Beurteilter Sachverhalt (vgl. E. 3)
I bezweckt gemäss Handelsregistereintrag den Kauf und Verkauf – also den Handel – sowie den nachhaltigen Aufbau und die Nutzung von land- und forstwirtschaftlichen Plantagen. Laut ihren allgemeinen Geschäftsbedingungen tätigt sie hauptsächlich den Einkauf und Weiterverkauf von Teakbäumen und anderen tropischen Bäumen im Ausland. Hierzu schliesst sie Verträge über den Verkauf von Teakbäumen oder anderen exotischen Baumarten mit ihren Kunden
in der Schweiz oder im Ausland ab (sog. Kauf- und Dienstleistungsvertrag). Der gekaufte Baumbestand wird darin genau beschrieben, wie auch der Zeitpunkt der Pflanzung und der Ernte (10, 15 oder 20 Jahre nach der Pflanzung). Hierzu und zur Bewirtschaftung wird grundsätzlich I beauftragt, welche hierzu Rücklagen vom Kaufpreis der erhaltenen Investition der Käuferschaft macht. I allein bestimmt das Vorgehen bei der Bewirtschaftung der Bäume, so den genauen Zeitpunkt der Ausforstung und der Schlussernte sowie die Anzahl der zu schlagenden Bäume einer Ausforstungsphase.
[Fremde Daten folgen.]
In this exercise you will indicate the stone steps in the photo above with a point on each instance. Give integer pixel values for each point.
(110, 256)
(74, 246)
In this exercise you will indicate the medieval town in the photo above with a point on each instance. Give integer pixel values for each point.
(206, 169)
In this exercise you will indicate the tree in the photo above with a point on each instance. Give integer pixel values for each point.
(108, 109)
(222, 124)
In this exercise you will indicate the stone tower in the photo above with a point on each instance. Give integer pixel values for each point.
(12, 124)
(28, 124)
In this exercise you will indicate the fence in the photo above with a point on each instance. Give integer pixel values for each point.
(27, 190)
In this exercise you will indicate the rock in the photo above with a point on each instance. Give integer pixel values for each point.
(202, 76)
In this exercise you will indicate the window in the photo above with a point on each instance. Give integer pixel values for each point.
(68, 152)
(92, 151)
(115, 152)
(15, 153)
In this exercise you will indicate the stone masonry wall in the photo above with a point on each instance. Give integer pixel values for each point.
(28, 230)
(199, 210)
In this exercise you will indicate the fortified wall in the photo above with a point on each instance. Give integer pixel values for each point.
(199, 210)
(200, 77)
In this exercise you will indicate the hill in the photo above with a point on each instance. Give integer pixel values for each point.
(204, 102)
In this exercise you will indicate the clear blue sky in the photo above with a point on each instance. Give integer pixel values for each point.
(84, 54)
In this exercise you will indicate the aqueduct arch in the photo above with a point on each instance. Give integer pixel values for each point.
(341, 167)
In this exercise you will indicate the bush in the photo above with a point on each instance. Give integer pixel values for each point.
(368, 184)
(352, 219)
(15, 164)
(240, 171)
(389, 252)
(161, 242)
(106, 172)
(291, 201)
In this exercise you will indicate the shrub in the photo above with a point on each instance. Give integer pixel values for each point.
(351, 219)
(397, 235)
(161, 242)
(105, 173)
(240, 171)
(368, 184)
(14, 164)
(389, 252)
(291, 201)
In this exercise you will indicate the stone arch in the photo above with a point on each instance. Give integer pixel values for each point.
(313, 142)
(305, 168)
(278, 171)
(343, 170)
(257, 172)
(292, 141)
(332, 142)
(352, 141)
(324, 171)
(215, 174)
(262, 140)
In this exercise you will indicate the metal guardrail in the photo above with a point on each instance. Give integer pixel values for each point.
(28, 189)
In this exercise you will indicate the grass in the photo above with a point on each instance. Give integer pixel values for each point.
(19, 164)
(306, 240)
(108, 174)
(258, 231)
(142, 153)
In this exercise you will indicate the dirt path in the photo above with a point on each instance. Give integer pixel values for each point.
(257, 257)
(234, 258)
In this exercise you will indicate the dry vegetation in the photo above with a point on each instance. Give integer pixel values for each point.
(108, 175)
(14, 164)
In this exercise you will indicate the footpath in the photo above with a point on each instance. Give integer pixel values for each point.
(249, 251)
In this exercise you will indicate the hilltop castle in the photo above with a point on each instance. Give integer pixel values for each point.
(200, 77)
I wiederum beauftragt zur Bewirtschaftung der Bäume Drittunternehmen, welche gegenüber den Kunden nie in Erscheinung treten. I bezahlt die Drittunternehmen aus den Rücklagen der Kundengelder. In den Verträgen zwischen I und den Drittunternehmen wird die Eigenbewirtschaftung durch die Käufer nicht beschrieben, obwohl diese im Kauf- und Dienstleistungsvertrag «theoretisch» mit I diese Wahlmöglichkeit hätten, wie auch für die vorzeitige Ernte resp. den Vertragsrücktritt und die damit verbundene vorzeitige Ernte.